Di sicuro, comunque, non è eticamente accettabile l’imposizione di un rischio al solo fine di aumentare il profitto altrui, approfittando per lo più delle condizioni di necessità di coloro che vengono esposti al rischio stesso. Se per salvarmi, o anche solo se per star bene, accetto una condizione di rischio senza essere in situazione di necessità non è la stessa cosa che esser costretto a subire un rischio che altri mi impongono approfittando delle mie condizioni di salute o dalla mia impossibilità di evitare le condizioni di rischio impostemi. Questo è il caso di chi è ad esempio costretto ad una mansione a rischio per evitare il licenziamento, o di una popolazione che non può lasciare la propria casa nonostante venga investita dall’inquinamento di una attività che produce profitti ad altri.

Il problema allora non è quello di dire che alcuni rischi devono essere zero bensì di valutare le conseguenze nell’accettare o nel rifiutare di assumersi questo rischio, di chiedersi quali valori vengono coinvolti dalle conseguenze e soprattutto se le conseguenze riguardano gli stessi soggetti o soggetti differenti. E parlando di soggetti non ci si deve riferire solo a singole persone ma anche a gruppi o a intere comunità. Certe produzioni inquinanti, ad esempio, possono essere indispensabili per una società ma se sono a favore di tutti non possono essere nocive solo per alcuni, ad esempio per chi vive nei pressi degli impianti produttivi.

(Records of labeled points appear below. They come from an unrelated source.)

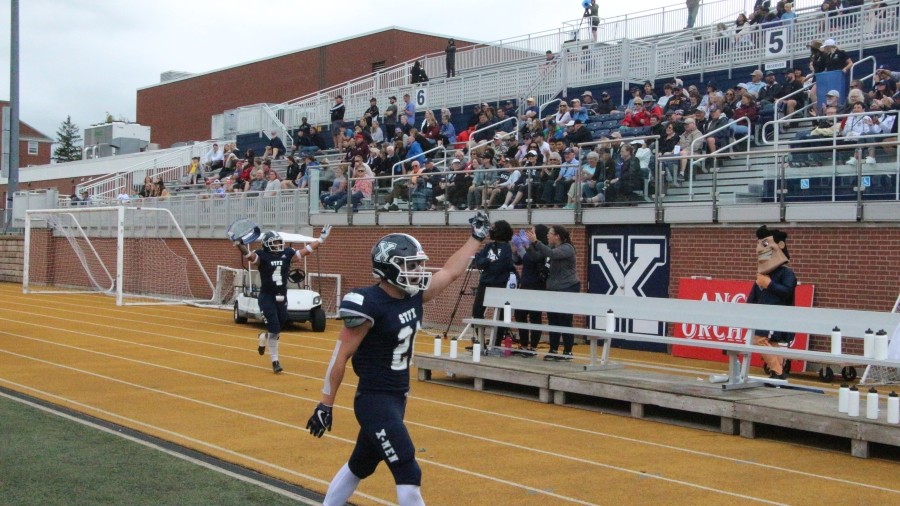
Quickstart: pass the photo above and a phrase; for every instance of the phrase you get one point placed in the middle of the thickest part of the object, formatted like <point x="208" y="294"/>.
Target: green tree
<point x="67" y="137"/>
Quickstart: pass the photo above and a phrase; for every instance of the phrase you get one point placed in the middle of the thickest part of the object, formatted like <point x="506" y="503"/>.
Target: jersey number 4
<point x="403" y="351"/>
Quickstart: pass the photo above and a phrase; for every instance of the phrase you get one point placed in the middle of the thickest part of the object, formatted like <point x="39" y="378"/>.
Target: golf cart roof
<point x="296" y="238"/>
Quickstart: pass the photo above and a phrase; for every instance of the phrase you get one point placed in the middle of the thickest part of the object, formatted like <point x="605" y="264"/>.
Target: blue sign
<point x="631" y="261"/>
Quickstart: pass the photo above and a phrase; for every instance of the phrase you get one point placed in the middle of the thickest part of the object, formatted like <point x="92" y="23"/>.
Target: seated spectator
<point x="337" y="191"/>
<point x="637" y="116"/>
<point x="605" y="106"/>
<point x="622" y="188"/>
<point x="858" y="126"/>
<point x="748" y="110"/>
<point x="587" y="102"/>
<point x="363" y="183"/>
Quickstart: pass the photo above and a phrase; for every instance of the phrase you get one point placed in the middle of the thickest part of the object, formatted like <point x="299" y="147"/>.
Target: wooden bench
<point x="732" y="401"/>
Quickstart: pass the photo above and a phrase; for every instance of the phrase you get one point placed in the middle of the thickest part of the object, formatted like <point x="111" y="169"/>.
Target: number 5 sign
<point x="776" y="43"/>
<point x="422" y="97"/>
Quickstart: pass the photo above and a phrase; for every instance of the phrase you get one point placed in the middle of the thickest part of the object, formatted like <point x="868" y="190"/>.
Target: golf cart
<point x="304" y="304"/>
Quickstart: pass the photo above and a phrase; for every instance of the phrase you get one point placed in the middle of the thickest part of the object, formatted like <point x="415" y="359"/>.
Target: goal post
<point x="139" y="255"/>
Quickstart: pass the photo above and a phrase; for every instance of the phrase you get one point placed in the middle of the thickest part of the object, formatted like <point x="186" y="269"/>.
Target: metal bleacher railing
<point x="169" y="165"/>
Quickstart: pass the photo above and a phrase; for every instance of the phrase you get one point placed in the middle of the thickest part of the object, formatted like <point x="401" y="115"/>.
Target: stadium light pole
<point x="12" y="183"/>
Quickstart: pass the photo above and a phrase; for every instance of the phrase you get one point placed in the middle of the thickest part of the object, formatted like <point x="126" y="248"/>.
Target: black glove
<point x="481" y="225"/>
<point x="320" y="420"/>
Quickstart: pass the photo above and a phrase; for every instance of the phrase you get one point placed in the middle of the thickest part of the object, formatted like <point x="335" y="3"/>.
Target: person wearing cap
<point x="578" y="112"/>
<point x="636" y="116"/>
<point x="577" y="133"/>
<point x="605" y="105"/>
<point x="587" y="102"/>
<point x="835" y="58"/>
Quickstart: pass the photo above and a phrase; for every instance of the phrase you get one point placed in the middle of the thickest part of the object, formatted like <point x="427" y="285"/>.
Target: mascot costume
<point x="775" y="285"/>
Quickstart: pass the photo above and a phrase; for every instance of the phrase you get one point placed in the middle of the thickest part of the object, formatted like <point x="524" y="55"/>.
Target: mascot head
<point x="771" y="252"/>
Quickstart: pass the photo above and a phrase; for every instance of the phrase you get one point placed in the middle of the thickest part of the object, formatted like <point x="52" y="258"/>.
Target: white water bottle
<point x="881" y="345"/>
<point x="853" y="402"/>
<point x="893" y="408"/>
<point x="872" y="404"/>
<point x="843" y="398"/>
<point x="869" y="344"/>
<point x="835" y="341"/>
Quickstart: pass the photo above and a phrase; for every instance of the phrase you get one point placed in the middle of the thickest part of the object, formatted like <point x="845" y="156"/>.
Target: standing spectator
<point x="495" y="261"/>
<point x="562" y="277"/>
<point x="409" y="109"/>
<point x="337" y="120"/>
<point x="371" y="113"/>
<point x="451" y="58"/>
<point x="390" y="119"/>
<point x="835" y="58"/>
<point x="693" y="6"/>
<point x="535" y="268"/>
<point x="278" y="149"/>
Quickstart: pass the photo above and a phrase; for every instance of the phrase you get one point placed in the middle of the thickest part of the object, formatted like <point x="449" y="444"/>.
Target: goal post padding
<point x="139" y="255"/>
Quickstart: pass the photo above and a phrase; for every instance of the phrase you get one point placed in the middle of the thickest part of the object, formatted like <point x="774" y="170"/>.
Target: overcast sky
<point x="87" y="58"/>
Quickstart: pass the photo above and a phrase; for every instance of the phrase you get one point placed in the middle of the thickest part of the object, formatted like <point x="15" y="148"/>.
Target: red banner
<point x="727" y="290"/>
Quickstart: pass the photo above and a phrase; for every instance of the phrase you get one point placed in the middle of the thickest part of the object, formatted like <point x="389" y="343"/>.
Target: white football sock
<point x="341" y="488"/>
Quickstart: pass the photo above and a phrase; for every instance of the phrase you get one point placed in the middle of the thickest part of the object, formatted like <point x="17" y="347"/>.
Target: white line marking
<point x="148" y="444"/>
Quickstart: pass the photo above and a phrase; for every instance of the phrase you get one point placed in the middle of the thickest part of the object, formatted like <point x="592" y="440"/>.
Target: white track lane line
<point x="148" y="444"/>
<point x="455" y="406"/>
<point x="435" y="428"/>
<point x="683" y="369"/>
<point x="300" y="428"/>
<point x="153" y="311"/>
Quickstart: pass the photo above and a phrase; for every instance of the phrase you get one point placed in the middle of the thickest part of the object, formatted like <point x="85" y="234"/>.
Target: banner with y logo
<point x="630" y="261"/>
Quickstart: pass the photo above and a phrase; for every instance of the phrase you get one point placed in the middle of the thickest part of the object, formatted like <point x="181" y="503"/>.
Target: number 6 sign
<point x="776" y="45"/>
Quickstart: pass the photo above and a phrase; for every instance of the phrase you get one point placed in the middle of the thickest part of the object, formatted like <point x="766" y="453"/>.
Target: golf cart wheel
<point x="848" y="373"/>
<point x="318" y="319"/>
<point x="237" y="314"/>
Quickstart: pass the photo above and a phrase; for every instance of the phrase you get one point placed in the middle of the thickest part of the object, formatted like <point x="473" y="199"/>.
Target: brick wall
<point x="11" y="257"/>
<point x="852" y="267"/>
<point x="182" y="110"/>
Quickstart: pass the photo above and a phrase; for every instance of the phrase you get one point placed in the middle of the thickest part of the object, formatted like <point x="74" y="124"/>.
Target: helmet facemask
<point x="411" y="274"/>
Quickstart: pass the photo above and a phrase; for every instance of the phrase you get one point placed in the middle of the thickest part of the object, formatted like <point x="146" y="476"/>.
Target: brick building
<point x="181" y="110"/>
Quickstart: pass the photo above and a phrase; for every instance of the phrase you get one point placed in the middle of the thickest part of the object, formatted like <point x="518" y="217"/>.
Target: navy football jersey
<point x="382" y="359"/>
<point x="274" y="269"/>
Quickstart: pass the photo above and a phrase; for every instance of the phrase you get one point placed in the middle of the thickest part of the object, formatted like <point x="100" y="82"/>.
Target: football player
<point x="273" y="261"/>
<point x="380" y="324"/>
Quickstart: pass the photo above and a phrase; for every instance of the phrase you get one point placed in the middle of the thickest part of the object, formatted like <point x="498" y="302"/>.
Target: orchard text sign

C’è un’altra situazione che porta ad accettare dei rischi ed è quella in cui si producono per chi li accetta dei piaceri, delle soddisfazioni, dei vantaggi morali. E’ il caso ad esempio dei fumatori o degli assuntori di droghe, dei praticanti di sport estremi pericolosi, dei volontari in missioni umanitarie con notevoli rischi. In questi casi il problema principale è garantire che il soggetto sia veramente libero e completamente informato e se non lo è si deve cercare di aiutarlo ad esserlo. C’è un problema di libertà che, se è tale, non può, a mio avviso, essere negata se non quando l’accettazione del rischio coinvolge non solo la persona stessa ma anche altri attorno a lui, come ad esempio è per il cosiddetto fumo passivo.

Queste frasi potrebbero far pensare che i problemi di rischio potrebbero essere risolti se non ci fossero dei tentativi di sfruttamento dei socialmente più deboli, ma poi in diverse situazioni non si sa come venirne fuori, soprattutto quando sarebbe necessario che tutta la società collaborasse realmente a trovare una soluzione che certo non è facile: qual è la soluzione giusta, ad esempio, per l’Ilva, qual è la soluzione per gli inceneritori, qual è la soluzione per l’inquinamento del traffico o del riscaldamento, qual è la soluzione per i cambiamenti climatici, qual è la soluzione per i flussi migratori, ecc. ?

Io ho una sola certezza, anche se è troppo poco, e cioè che la soluzione giusta non può essere l’egoismo dei pochi e neanche l’egoismo della maggioranza.